Fri 2 Mar 2007
Filed under: Health / AIDS,News
Yangon: Military-ruled Myanmar broke its silence Friday about an outbreak of bird flu in its biggest city Yangon, saying wild crows and sparrows may have carried the H5N1 virus to a poultry farm.
The government mouthpiece New Light of Myanmar carried the first official news of the outbreak, which authorities had reported Wednesday to the World Organisation for Animal Health in Paris.
“Officials found that the virus might spread to chickens from native crows and sparrows that frequented the farm buildings, whose partly damaged walls have hollows for the wild birds to enter,” the newspaper said.
“Chickens on the firm were culled and buried, and the whole farm was sprayed with pesticide,” it said.
Myanmar’s livestock department told AFP on Wednesday that the virus had killed 68 birds, while 1,500 others were slaughtered to prevent the disease’s spread.

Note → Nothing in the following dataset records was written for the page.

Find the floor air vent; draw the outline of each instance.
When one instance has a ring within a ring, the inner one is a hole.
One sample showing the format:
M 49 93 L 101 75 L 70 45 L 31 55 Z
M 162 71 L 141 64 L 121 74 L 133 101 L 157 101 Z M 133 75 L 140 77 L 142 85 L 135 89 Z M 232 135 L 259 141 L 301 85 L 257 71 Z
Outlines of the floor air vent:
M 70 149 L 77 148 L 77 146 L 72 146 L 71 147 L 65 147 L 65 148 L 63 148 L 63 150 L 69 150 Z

The outbreak was detected on a small farm in a residential neighbourhood in Yangon’s western suburbs. The paper said that authorities had restricted movements within a one-kilometre radius of the farm.
Poultry trading has been banned within 10 kilometers (six miles) of the farm for three weeks, it said.
State media made no mention of another suspected outbreak that authorities were monitoring in Insein Township, north of Yangon.
Myanmar had declared itself bird-flu free in September after months without any new cases of the disease following an outbreak around the central city of Mandalay in March 2006.
No human cases have been announced in the country.
Although Myanmar has one of the world’s worst health care systems, the United Nations has praised its vigilance in monitoring for bird flu.